In their study, 134 participants were paired as buyers and sellers in a price negotiation. Sellers paired with more-deal-hungry buyers were left with a bad taste: They were less satisfied with the negotiation outcome, found their buyers to be less likeable, expressed less willingness to work with those buyers in the future, and were less generous with the buyers in allocating money in a follow-up exercise to the negotiation experiment. The buyer may have gotten a good deal in that one negotiation, but if he or she hopes to build a relationship with the seller, that short-term result may not be very helpful to long-term interactions.

According to the authors, we tend to think of negotiation in terms of isolated situations, but “the social outcomes of negotiations may have more far-reaching implications than one’s individual payoff from a single negotiation.” That’s especially significant for senior finance executives, who are so dependent on continuing relationships with auditors, bankers, vendors, fellow senior executives, and other parties.

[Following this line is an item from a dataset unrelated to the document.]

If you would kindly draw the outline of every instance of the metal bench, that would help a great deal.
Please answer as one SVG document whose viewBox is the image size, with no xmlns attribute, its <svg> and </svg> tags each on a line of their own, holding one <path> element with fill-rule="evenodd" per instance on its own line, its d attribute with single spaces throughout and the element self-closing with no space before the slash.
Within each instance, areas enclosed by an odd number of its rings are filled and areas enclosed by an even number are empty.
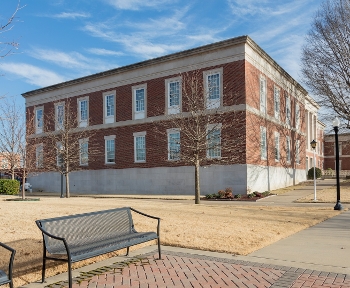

Do You a Favor? Social Implications of High Aspirations in Negotiation

working paper from the John F. Kennedy School of Government at Harvard University

More articles:

Building the Advantaged Supply Network

from the Fall 2004 issue of Strategy + Business

Continuing on the topic of relationships, Booz Allen consultants Bill Jackson and Conrad Winkler write that when buyers and suppliers work in tandem, both parties can find better ways to cut costs and boost innovation. Advantaged supply networks, say the authors, move away from single-transaction interactions with suppliers and work toward competitive advantage by sharing knowledge, coordinating business strategies, and managing resources together.

Cash and Corporate Control

from the October 2004 issue of the Journal of Finance

The takeover market is often seen as the best way to manage excessive corporate cash, but Olubunmi Faleye of Northeastern University suggests that proxy contests are a better alternative. The author finds that proxy-fight targets hold 23 percent more cash than other firms. Further, after a proxy contest, special cash distributions to shareholders increase, while the cash position decreases.

Better Regulation: Is It Better for Business?

from the London School of Economics

It’s generally accepted that smaller businesses are disproportionately affected by regulatory requirements — such as compliance with the Sarbanes-Oxley Act — when compared with their larger corporate peers. In a report commissioned by the Federation of Small Businesses, a U.K. lobbying group, Professor Robert Baldwin of the London School of Economics proposes that the past 20 years of regulatory reform in the United Kingdom have yet to deliver the better regulation that small businesses need.

Corporate Contributions Continue to Rise

from the Conference Board

A new study by the Conference Board shows that contributions to worthy causes by large U.S. companies increased 24 percent in 2003 compared with 2002. Contributions by corporations and corporate foundations totaled $5.73 billion, representing 42.5 percent of the $13.46 billion in overall corporate charitable giving last year.